うちの子たちも放水を使うのは止めているので、わたしが手で波を作ってプカプカ水に浮かんで遊んでいる。
スライム達を水遊びさせていると、相談が終わったのかダンさん達がこちらに来てくれた。
「なんかムムの楽しいって感じが伝わってくるんだけど、何してるんだ?」
「水遊びですよ。なんかスライムは水を好むみたいですよ」
「そうなのか。遊んでくれてありがとうな。で、練習場所なんだがな、ニーナが俺たちを信用してくれるなら少し遠出しないか?」
「信用してますけど、遠出ですか?」
「ああ、南の隣街にダンジョンがあるからそこなら魔法の練習に丁度いいんじゃないかと思ってな」
「ダンジョンは凄く興味を惹かれるけど、ダンさん達には何の利点も無いんじゃな……」
「スライムに関してニーナが分かっていることを教えてもらえないか。それが対価だ」
「それなら……。わかりました。私が知ってるスライム情報を教えますし、ルル達にムム達の先生になるように伝えますね」
「逆に俺たちが貰いすぎになりそうな気もするが、じゃあダンジョンに行くでいいな」
それから街を出る日付や用意した方がいい物の話しになった。
・3日後の夜明け位に南門集合
・毛布
・雨除けマント
・食料は自分で管理
・走る速度にもよるけど、多分途中で野営が必要
・ダンジョンには最初は3日、1日お休みして様子を見て大丈夫そうならその後また3日潜る
細かいことは移動しながら決める事にして、出発までに最低限の準備はしておくように言われた。

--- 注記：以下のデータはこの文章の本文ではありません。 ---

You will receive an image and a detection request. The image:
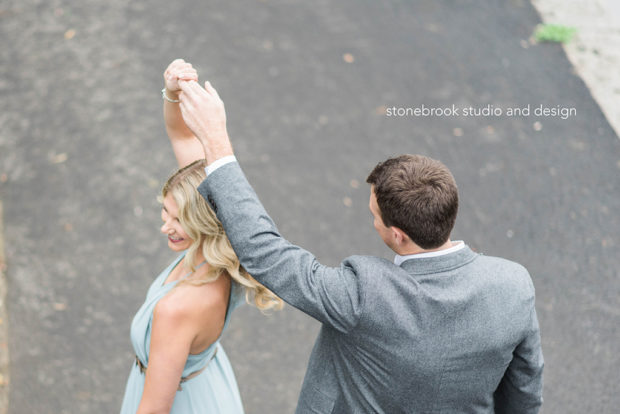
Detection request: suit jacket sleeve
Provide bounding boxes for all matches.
[198,162,362,332]
[495,303,544,414]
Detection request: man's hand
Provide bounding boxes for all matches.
[179,80,233,164]
[164,59,198,99]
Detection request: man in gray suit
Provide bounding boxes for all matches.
[179,82,543,414]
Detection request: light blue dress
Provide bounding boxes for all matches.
[121,253,245,414]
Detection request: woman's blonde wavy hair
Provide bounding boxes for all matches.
[162,160,283,310]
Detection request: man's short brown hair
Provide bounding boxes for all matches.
[366,154,459,249]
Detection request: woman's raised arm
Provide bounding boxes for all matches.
[162,59,205,168]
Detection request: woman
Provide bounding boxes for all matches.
[121,60,282,414]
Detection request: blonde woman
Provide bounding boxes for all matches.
[121,60,282,414]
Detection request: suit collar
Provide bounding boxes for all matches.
[400,245,479,275]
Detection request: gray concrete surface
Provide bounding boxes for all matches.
[0,0,620,414]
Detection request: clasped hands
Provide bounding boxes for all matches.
[164,59,233,164]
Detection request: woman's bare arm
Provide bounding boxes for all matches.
[137,279,227,414]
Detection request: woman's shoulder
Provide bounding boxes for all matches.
[154,277,232,319]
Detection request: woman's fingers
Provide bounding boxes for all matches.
[205,81,220,99]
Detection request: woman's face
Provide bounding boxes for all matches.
[161,193,193,252]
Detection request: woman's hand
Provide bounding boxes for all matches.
[179,80,233,164]
[163,59,204,168]
[164,59,198,99]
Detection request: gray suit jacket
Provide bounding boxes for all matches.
[198,162,543,414]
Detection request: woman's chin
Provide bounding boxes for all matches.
[168,240,188,252]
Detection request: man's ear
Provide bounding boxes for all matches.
[390,226,409,246]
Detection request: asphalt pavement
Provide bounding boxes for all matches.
[0,0,620,414]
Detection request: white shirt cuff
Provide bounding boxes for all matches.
[205,155,237,176]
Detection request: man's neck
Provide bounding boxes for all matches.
[394,239,453,256]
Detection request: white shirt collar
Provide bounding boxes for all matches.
[394,240,465,266]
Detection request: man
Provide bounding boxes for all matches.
[179,82,543,414]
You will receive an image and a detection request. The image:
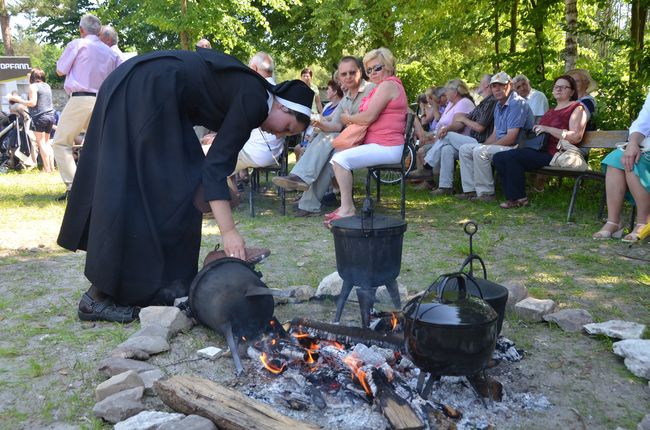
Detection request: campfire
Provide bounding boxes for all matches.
[235,312,548,429]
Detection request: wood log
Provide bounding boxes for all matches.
[155,375,319,430]
[372,370,424,430]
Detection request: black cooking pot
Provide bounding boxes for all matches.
[189,257,273,375]
[404,272,498,376]
[447,221,508,335]
[331,199,406,288]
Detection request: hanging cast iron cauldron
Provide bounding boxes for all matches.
[447,221,508,335]
[189,257,273,375]
[331,199,406,288]
[404,272,498,376]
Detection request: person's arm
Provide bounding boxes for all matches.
[341,81,399,125]
[9,84,38,107]
[533,105,587,145]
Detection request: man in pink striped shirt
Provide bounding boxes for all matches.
[53,14,122,200]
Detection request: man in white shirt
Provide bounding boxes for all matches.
[512,75,548,122]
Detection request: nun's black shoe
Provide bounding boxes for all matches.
[77,293,140,323]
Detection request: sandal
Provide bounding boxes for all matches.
[499,197,528,209]
[591,220,623,240]
[622,222,646,243]
[77,293,140,323]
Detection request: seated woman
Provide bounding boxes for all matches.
[293,79,343,161]
[492,75,587,209]
[325,48,408,222]
[592,93,650,242]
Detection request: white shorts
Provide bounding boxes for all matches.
[330,143,404,170]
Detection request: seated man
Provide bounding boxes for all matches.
[512,75,548,122]
[424,74,497,195]
[273,56,374,217]
[459,72,535,201]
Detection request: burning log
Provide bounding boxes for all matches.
[154,375,319,430]
[372,370,424,430]
[291,318,404,349]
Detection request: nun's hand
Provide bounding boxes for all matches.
[221,229,246,260]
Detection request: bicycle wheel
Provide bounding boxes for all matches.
[372,145,415,185]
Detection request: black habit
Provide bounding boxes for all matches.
[58,49,272,306]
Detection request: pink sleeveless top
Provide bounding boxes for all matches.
[359,76,408,146]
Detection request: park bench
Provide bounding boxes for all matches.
[533,130,628,222]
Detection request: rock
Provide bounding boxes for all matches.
[288,285,314,303]
[501,282,528,312]
[95,370,144,402]
[129,324,172,340]
[544,309,594,332]
[117,336,169,354]
[138,369,165,396]
[158,415,217,430]
[97,357,158,376]
[140,306,192,336]
[174,296,189,306]
[515,297,556,322]
[613,339,650,379]
[196,346,223,360]
[585,320,645,339]
[113,411,185,430]
[111,347,151,361]
[636,414,650,430]
[93,387,146,424]
[315,272,343,297]
[314,272,408,304]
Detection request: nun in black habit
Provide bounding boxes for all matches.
[58,49,313,322]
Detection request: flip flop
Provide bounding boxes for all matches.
[77,293,140,323]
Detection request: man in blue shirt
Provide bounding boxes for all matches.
[459,72,535,201]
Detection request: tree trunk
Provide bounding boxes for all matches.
[510,0,519,54]
[564,0,578,71]
[494,0,501,70]
[0,0,14,55]
[177,0,190,50]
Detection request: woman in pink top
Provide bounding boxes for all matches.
[325,48,408,226]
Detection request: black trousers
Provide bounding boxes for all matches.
[492,148,553,200]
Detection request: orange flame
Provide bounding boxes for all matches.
[260,352,286,375]
[343,355,372,396]
[390,312,398,331]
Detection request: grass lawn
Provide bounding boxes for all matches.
[0,166,650,429]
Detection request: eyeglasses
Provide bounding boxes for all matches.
[339,70,358,78]
[366,64,384,75]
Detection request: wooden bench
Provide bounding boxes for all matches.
[533,130,628,222]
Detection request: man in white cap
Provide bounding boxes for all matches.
[458,72,535,202]
[58,48,314,322]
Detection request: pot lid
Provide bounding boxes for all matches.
[407,291,498,327]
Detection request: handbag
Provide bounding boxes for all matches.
[332,124,368,152]
[549,139,589,171]
[519,130,548,151]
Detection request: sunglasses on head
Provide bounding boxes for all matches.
[366,64,384,75]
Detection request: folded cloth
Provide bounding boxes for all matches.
[203,248,271,266]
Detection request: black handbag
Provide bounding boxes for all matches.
[519,130,548,151]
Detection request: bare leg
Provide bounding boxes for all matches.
[332,162,355,217]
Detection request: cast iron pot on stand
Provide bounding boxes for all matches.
[331,197,406,327]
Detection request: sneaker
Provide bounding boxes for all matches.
[454,191,476,200]
[273,175,309,191]
[431,188,454,196]
[293,208,321,218]
[472,194,497,202]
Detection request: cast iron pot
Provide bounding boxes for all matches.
[331,199,406,288]
[189,257,273,374]
[404,272,498,376]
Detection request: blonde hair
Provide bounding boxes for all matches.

ダンさん達も宿に戻るので、スライム達と石タライにクリーンをかけて片付けする。
お休みなさいを言いながら別れて、宿泊所へ戻る。
もう一度クリーンをかけてベッドに入る。
明日と明後日で色々準備しなくちゃ。
「明日は最初に必要な買い物をしてから、角ウサギ狩猟と野良スライム狩り時間あったら特訓にしよう。明日も同じくらいに起こしてね」
明日の目覚ましをお願いして、お休みなさいを言いあって目を閉じる。
買い物早く終わるといいな。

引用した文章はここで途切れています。